As I already say: harddisk fails. Even branded SCSI HDD 15krpm failes. Of course in the worst way, the worst day.

I was enjoin my Saturday afternoon at home with my 2 years old baby when I look at my "sysadmin" mobile (I have one just to have monitoring alarms and other notification)
One message: not so bad, today is the "full backup" day, so system will be heavily loaded when updating the backup DB, a warning about cpu usage is usual, but..

"*** PROBLEM Service Alert: xxxxx RAID status is CRITICAL"

xxxxx is my "main" server, which serves most of the non-development services: DNS, ERP, DB server, wiki, administrative storage..
I connect immediately to my monitoring system via web browser to know more details about the failure. The RAID1 that fails is md0.. CRITICAL means that one of it's device has gone offline.
Of couse, md0 is the root device.. even worst, of the two hdd that compose my failed RAID1, the one that fails also have a partition that's used as swap.
What does this means? Filesystem is ok (RAID1 is degraded by functional) but processes goes crazy due the fact that cannot access their memory, if it's swapped-out.
Of course the main processes (oracle, mysql, apache, java) have some pages swapped, so the are locked.
But Linux is strength and I can access the server via SSH and do some useful things to prevent more system corruption. I kill some CPU intensive processes, remount all fs as read-only and, finally, try to reboot.
Well.. reboot is not working. Even init has some pages on swap, and it can't do it's work.
I got to go into the server room.
By pressing the power button I was able to turn off the failed server.
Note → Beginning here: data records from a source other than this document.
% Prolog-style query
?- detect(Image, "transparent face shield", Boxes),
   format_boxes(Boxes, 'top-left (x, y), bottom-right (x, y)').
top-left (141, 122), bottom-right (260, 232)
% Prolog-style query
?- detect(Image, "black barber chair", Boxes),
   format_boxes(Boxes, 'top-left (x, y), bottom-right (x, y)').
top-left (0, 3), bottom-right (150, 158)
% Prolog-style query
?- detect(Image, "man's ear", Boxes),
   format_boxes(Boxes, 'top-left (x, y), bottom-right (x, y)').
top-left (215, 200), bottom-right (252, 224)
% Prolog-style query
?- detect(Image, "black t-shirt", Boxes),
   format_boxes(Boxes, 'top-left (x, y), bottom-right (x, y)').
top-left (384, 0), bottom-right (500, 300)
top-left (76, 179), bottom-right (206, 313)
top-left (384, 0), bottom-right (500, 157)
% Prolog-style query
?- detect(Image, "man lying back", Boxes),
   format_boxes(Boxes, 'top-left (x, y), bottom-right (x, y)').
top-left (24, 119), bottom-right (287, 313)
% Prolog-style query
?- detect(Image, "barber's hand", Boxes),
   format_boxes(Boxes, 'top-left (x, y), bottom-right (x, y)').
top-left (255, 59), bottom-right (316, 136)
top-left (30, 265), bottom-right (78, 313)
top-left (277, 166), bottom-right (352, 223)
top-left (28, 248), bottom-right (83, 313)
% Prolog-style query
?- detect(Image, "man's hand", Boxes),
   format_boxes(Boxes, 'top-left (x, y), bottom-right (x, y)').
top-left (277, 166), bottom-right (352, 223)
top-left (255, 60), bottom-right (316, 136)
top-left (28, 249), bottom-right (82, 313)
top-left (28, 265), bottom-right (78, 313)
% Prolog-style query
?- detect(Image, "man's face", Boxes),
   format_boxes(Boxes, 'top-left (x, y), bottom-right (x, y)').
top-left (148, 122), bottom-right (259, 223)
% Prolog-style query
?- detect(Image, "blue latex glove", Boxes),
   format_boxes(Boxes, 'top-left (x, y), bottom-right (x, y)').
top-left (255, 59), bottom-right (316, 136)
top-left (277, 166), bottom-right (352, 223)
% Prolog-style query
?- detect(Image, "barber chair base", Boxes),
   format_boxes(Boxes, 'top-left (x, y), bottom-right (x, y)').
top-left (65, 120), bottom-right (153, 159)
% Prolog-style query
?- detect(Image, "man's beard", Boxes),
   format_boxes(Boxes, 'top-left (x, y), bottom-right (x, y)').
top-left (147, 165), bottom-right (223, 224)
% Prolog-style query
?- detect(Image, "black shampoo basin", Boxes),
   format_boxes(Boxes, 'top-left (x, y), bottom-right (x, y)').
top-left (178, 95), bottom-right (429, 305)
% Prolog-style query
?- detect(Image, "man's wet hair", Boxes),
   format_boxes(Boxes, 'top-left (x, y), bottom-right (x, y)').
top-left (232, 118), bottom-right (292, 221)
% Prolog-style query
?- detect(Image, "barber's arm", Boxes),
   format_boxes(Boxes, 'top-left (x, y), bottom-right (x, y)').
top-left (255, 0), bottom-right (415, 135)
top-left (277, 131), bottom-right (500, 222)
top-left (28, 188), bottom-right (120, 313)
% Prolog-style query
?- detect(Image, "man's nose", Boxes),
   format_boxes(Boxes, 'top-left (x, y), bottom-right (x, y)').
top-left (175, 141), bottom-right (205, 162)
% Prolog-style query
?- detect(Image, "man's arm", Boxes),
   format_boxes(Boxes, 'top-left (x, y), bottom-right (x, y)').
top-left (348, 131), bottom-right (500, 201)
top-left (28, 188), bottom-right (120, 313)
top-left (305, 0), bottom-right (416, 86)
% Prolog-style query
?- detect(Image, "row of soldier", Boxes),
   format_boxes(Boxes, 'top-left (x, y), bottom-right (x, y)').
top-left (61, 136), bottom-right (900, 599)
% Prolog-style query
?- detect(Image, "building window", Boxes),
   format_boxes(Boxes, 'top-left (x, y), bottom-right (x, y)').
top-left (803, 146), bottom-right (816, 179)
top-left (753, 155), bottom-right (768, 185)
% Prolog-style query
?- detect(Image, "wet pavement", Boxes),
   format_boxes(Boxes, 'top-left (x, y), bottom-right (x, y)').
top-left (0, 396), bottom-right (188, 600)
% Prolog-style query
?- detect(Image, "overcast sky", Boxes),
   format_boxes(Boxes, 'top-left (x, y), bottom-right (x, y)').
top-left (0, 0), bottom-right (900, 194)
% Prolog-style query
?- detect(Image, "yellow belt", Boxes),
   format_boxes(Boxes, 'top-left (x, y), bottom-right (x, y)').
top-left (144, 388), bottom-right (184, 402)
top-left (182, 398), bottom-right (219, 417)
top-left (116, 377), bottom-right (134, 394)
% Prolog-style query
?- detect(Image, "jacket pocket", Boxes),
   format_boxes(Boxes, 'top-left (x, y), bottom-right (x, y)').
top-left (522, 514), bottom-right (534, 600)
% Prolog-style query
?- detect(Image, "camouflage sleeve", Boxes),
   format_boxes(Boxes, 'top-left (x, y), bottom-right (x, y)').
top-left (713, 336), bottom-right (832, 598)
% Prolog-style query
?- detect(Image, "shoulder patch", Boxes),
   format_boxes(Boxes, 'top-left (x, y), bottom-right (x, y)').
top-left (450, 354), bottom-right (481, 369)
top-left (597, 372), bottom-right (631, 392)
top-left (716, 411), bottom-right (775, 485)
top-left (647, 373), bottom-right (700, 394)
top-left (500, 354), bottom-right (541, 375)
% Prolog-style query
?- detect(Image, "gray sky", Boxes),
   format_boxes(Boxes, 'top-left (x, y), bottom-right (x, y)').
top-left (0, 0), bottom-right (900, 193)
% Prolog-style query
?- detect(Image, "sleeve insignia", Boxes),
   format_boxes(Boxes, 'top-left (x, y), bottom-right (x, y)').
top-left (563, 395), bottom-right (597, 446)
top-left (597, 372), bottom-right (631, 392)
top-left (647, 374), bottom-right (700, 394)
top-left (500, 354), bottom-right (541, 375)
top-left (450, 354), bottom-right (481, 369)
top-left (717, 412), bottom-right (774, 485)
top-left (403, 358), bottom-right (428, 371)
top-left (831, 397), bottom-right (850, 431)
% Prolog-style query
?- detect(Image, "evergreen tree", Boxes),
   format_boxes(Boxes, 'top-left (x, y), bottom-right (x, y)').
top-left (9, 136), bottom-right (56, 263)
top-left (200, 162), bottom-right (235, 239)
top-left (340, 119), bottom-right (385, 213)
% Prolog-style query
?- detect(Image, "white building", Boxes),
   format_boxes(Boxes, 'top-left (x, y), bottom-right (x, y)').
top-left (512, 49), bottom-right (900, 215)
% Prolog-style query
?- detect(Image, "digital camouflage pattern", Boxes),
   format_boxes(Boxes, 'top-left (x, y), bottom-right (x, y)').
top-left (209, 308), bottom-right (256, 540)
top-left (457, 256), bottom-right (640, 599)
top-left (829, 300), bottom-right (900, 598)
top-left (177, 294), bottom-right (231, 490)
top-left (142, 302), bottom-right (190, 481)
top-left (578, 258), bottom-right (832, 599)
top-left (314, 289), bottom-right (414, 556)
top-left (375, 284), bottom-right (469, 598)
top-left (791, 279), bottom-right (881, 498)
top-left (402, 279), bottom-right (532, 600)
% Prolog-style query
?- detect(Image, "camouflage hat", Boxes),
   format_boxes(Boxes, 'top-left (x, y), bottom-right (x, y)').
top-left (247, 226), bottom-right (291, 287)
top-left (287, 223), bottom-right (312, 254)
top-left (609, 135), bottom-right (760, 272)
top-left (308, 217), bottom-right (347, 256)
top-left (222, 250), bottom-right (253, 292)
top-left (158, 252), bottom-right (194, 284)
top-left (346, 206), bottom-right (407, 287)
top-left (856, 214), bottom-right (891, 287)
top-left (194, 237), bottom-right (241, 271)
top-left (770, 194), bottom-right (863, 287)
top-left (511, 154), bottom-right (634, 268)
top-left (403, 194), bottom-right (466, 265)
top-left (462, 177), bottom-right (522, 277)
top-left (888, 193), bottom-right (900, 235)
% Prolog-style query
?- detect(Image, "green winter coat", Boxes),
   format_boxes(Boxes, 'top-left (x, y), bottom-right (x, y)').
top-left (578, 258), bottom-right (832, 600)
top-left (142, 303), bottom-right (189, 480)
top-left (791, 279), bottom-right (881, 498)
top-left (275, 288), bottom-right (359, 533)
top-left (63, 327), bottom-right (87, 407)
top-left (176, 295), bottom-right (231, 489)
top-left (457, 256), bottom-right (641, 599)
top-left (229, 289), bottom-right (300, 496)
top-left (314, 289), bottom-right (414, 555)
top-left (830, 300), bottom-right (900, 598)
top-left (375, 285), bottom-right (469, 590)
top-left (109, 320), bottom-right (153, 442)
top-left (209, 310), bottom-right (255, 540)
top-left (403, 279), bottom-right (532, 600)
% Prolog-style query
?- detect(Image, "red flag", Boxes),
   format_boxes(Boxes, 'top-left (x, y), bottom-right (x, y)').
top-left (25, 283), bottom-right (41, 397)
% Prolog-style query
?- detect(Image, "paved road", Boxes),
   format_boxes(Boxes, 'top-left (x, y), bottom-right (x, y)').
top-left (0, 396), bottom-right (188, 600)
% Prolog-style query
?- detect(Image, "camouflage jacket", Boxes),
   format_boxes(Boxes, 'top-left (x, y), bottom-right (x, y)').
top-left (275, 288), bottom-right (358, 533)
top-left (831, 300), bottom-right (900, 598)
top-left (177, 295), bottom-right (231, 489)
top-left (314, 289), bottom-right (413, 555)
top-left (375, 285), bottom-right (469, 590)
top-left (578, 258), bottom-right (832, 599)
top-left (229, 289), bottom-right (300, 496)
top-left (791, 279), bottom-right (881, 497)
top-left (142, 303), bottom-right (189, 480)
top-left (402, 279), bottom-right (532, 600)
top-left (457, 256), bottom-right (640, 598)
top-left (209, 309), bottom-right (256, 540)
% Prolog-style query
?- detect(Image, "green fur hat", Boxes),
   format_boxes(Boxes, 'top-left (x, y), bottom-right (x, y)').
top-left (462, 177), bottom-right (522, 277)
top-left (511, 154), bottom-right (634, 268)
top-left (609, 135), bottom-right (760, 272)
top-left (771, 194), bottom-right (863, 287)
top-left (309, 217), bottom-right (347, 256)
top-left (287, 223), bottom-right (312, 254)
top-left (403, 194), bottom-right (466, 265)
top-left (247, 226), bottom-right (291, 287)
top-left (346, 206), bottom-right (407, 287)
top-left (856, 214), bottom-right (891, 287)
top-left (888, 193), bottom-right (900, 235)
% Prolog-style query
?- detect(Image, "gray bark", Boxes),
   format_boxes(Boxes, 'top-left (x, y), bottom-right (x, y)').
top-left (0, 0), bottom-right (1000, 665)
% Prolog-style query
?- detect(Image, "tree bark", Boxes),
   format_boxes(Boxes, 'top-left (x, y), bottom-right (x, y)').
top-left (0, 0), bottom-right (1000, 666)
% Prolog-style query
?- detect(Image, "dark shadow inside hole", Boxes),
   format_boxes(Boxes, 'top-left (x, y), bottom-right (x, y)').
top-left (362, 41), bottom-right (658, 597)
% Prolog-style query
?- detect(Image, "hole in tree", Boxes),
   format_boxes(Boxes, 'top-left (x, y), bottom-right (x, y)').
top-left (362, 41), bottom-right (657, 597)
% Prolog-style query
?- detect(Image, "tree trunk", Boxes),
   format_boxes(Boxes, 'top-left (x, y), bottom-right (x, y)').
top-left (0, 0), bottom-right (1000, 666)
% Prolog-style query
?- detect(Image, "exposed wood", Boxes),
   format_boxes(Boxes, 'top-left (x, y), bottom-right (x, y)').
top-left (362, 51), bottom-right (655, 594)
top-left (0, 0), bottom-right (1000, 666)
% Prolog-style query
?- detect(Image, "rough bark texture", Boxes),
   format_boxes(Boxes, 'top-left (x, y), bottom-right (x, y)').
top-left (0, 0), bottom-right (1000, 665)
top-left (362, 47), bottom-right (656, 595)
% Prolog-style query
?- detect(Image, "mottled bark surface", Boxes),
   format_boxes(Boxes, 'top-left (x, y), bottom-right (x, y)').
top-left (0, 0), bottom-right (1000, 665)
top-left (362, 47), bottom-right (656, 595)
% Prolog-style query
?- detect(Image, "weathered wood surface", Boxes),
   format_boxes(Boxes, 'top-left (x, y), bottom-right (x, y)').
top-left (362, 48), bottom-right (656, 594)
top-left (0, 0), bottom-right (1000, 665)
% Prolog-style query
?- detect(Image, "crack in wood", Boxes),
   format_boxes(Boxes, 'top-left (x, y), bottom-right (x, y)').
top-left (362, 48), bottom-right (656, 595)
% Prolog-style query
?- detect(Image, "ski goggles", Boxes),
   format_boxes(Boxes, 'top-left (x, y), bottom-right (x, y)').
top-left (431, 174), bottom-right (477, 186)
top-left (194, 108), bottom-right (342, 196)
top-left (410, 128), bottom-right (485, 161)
Luckily I got some used spare part (the server is pretty old, it's hard to find new spare part and they cost too much): two SCSI disks (larger than the one that fails, fortunately) are perfect.
After thinking about substituting the failed harddisk (which, of course, also holds GRUB MBR) I choose a different way.
The failed harddisk is not completely broken, it just fails a few SCSI transaction (probably due heavy swap usage) and SCSI stack kick it out of its stack.
To me I can still use the disk, at least for boot and nothing more. So I add the spare HDD to an empty slot, turn on the server and cross my fingers.
Everything boots fine! yeah!
After that I partition the spare HDD pretty much like the failed one, plus a bigger swap space and:

sudo swapon /dev/sde2 #the spare part
sudo swapoff /dev/sda2 #the failed one

A bit of change of /etc/fstab to apply the settings on next reboot.
I also add the spare part to the RAID1:

sudo mdadm --manage /dev/md --add /dev/sde2

Now cat /proc/mdadm says that it's rebuild the array, the CRITICAL state now says WARNING.
After half an hour of reconstruction, WARNING turns into OK.
For sure I'll have to do some maintenance on this server, but not before enjoin the rest of Saturday an the whole Sunday!!!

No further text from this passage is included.